We have flow through impact of 2023 inflation on our costs this year but expect a downward trend in inflationary pressures in 2025 and beyond. We continue to invest in growth opportunities and the digitization of our business to drive incremental efficiencies. We remain very focused on funding much of that investment through cost saving initiatives. Finally, we expect to have further opportunities to grow revenue even in a lower rate environment. Georges will take you through how we’re reducing our sensitivity to rate movements and we do acknowledge the downside risks to NII, but we’re confident that we have the levers for growth that allow us to deliver mid-team returns in 2024. I’ll take you through some of these levers later but let me now hand over to Georges.
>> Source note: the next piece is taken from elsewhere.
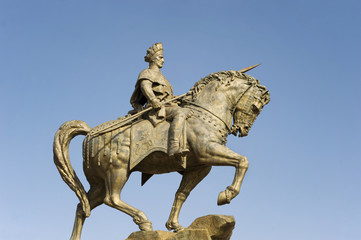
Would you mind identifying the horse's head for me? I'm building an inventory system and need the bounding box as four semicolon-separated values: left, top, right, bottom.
231;84;270;137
Georges Elhedery: Thank you, Noel. Warm welcome to everyone here in Hong Kong. For those of you watching in London, good morning, and thank you for joining our full year 2023 results call. We delivered a good underlying business performance in the fourth quarter, but let me first start by clarifying that our reported profit before tax was impacted by $5.8 billion of notable items and the further $0.5 billion from Argentina hyperinflation including the more than 50% devaluation of the peso in December. Let me unpack three of those notable items. First, we reinstated the impairment on the sale of our France retail business as signaled at the third quarter. Second, we booked a $0.4 billion of Treasury disposal losses in the quarter again in line with the guidance at the third quarter to extend the duration of hedges in anticipation of rate decreases.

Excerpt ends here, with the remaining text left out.